While in principle this command can work with freestanding build files, or build
files for single-file webs, it is only likely to be useful at all for larger
programs in multi-section webs stored in directories. So the following description
assumes we want to track build codes for the web smorgasbord:
$ inweb advance-build smorgasbord
inweb: fatal error: web has no build file
And nor has it. But we can make one:
$ inweb advance-build -creating smorgasbord
Build file begun at build 1A01 on 21 December 2025
Very little has happened here: a small text file has been created.
$ cat smorgasbord/build.txt
Build Date: 21 December 2025
Build Number: 1A01
Today's date has been filled in, and the "build number" has been started at 1A01. If we try to advance again:
$ inweb advance-build smorgasbord
Build number remains 1A01 since it is still 21 December 2025
This is the convention: the build number only actually advances on each new day. (That wasn't an error, and Inweb did not return an error code, so it won't halt a make file.) If we come back next day:
$ inweb advance-build smorgasbord
Build number advanced from 1A01 (set on 21 December 2025) to 1A02
And indeed:
$ cat smorgasbord/build.txt
Build Date: 22 December 2025
Build Number: 1A02
Build numbers progress from 1A01, 1A02, ..., 1A99, 2A01, 2A02, ..., and so on,
except that 1I01, ..., 1I99 and 1O01, ..., 1O99, are skipped because the letters
I and O look too much like digits. An error is thrown if we reach 9Z99 and then
try to inweb advance-build further: but that seems unlikely, as the scheme
allows for 21384 distinct build codes, enough to use one each day for 58 years.

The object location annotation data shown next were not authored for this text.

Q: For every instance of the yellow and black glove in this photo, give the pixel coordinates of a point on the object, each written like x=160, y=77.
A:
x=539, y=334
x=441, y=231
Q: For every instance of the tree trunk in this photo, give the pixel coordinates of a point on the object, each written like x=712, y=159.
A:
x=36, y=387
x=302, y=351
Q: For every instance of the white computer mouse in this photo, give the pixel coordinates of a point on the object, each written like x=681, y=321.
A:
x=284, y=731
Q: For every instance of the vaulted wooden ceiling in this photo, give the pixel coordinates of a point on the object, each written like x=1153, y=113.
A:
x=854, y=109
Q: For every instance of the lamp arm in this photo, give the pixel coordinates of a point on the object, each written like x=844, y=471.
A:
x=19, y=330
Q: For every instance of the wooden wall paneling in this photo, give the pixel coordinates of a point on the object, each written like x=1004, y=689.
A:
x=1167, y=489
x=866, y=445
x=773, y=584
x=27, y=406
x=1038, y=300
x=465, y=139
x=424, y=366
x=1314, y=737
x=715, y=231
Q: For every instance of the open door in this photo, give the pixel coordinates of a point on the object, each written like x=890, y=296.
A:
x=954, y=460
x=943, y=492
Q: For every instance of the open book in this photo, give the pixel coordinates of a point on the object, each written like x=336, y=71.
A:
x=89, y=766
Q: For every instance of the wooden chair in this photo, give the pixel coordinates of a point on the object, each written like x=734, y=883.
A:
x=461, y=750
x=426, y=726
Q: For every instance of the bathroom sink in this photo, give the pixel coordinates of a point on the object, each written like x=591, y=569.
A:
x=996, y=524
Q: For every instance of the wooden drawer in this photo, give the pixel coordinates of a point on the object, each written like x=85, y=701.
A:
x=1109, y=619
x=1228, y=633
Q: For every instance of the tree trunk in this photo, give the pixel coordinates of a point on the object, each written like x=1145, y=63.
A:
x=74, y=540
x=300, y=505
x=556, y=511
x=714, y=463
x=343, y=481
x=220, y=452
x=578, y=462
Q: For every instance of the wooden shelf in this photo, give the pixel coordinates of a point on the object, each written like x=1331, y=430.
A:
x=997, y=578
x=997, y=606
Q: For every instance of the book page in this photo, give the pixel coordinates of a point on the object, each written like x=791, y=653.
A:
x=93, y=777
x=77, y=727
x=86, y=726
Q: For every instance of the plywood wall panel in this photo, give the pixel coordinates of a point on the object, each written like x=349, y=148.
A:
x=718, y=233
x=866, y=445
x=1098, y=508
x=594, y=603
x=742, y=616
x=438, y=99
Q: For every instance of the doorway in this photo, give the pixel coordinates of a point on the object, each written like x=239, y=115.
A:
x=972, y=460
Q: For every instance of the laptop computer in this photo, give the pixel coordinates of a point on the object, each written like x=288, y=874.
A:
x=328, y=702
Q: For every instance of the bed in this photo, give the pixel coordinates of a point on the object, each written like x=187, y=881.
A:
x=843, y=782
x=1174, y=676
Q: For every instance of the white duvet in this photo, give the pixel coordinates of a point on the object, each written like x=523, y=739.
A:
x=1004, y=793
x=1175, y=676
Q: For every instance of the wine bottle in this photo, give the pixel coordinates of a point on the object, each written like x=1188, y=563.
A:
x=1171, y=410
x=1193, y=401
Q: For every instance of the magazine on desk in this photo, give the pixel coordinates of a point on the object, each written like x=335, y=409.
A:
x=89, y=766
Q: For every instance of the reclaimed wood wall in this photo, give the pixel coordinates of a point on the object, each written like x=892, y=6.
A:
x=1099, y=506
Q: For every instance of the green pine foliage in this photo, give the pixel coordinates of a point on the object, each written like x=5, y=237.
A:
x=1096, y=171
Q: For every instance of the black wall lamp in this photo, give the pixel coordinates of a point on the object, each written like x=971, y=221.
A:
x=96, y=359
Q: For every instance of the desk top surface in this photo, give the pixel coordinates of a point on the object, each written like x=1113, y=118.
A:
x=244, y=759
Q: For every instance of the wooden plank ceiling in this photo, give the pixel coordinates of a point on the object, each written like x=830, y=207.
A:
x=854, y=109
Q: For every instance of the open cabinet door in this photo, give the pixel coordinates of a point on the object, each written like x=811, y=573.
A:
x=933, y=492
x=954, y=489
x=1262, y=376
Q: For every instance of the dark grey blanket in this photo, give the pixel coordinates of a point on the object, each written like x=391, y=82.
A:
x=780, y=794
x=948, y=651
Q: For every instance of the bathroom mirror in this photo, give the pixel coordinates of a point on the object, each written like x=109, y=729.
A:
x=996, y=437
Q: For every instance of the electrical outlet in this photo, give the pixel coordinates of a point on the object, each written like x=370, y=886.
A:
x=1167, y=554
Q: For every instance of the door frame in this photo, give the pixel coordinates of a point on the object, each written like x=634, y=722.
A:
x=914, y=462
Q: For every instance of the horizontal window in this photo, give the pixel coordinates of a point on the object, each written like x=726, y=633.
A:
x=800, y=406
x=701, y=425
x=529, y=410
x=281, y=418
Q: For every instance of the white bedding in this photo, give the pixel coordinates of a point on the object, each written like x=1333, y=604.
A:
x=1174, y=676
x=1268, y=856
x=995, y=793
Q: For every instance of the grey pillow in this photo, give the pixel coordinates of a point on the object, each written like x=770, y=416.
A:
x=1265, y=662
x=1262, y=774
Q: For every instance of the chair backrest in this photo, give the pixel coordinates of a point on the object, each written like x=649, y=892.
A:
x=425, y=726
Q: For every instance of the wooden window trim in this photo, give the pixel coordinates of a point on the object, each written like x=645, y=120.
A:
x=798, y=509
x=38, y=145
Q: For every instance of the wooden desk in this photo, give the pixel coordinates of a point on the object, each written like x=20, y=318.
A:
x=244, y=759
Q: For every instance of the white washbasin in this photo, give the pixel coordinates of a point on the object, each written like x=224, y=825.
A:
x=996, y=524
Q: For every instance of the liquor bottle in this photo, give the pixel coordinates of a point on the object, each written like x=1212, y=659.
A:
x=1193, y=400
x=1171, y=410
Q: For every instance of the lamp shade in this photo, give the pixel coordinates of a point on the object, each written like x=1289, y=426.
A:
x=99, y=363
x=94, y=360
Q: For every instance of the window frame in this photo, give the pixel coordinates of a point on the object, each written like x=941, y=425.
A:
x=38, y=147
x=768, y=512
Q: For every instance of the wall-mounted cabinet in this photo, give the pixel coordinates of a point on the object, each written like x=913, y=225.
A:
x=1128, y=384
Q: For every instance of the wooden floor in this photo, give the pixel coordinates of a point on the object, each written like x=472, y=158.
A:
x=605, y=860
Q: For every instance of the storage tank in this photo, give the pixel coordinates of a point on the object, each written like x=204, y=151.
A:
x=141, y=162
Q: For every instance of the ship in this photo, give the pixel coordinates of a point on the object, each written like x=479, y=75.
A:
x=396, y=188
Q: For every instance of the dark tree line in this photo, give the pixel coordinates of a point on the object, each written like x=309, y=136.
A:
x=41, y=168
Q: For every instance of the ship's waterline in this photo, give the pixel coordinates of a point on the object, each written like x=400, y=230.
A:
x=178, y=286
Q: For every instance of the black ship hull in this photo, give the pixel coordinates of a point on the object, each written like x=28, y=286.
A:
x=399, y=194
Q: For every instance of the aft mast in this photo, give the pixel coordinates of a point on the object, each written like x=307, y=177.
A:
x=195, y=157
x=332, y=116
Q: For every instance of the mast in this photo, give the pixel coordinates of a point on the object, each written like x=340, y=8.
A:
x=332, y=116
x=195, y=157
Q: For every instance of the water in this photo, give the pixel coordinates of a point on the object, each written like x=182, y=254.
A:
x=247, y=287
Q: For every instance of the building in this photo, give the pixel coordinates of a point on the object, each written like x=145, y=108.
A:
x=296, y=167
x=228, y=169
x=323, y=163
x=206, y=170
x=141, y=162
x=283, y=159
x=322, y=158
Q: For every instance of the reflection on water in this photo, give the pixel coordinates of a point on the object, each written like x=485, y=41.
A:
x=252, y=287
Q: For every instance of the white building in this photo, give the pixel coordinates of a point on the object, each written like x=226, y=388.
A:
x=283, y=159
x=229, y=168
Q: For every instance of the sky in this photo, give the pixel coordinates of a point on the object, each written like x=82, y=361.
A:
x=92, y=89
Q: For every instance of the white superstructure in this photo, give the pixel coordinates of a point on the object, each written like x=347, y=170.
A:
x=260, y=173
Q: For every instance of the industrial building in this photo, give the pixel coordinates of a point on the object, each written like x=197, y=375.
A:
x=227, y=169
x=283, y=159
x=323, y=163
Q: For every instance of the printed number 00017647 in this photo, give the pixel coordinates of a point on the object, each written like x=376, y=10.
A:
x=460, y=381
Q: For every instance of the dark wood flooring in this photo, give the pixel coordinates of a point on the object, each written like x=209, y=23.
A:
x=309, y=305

Nothing prevents the build file from being edited by hand, of course. An optional field can be added in this way:
Prerelease: early-beta
Build Date: 22 December 2025
Build Number: 1A02
Any Prerelease value is preserved by inweb advance-build, so it will stay
there until changed or removed by hand-editing.
What do we get for all this trouble? The answer is that the build code contributes to the metadata for a web:
$ inweb inspect -metadata smorgasbord
...
Build Date: 21 December 2025
Build Number: 1A02
Prerelease: early-beta
Semantic Version Number: 1-early-beta+1A02
So that, for example, the web could include the following source line:
printf("This is v[[Semantic Version Number]], built on [[Build Date]].\n");
and the result would print:
This is v1-early-beta+1A02, built on 21 December 2025.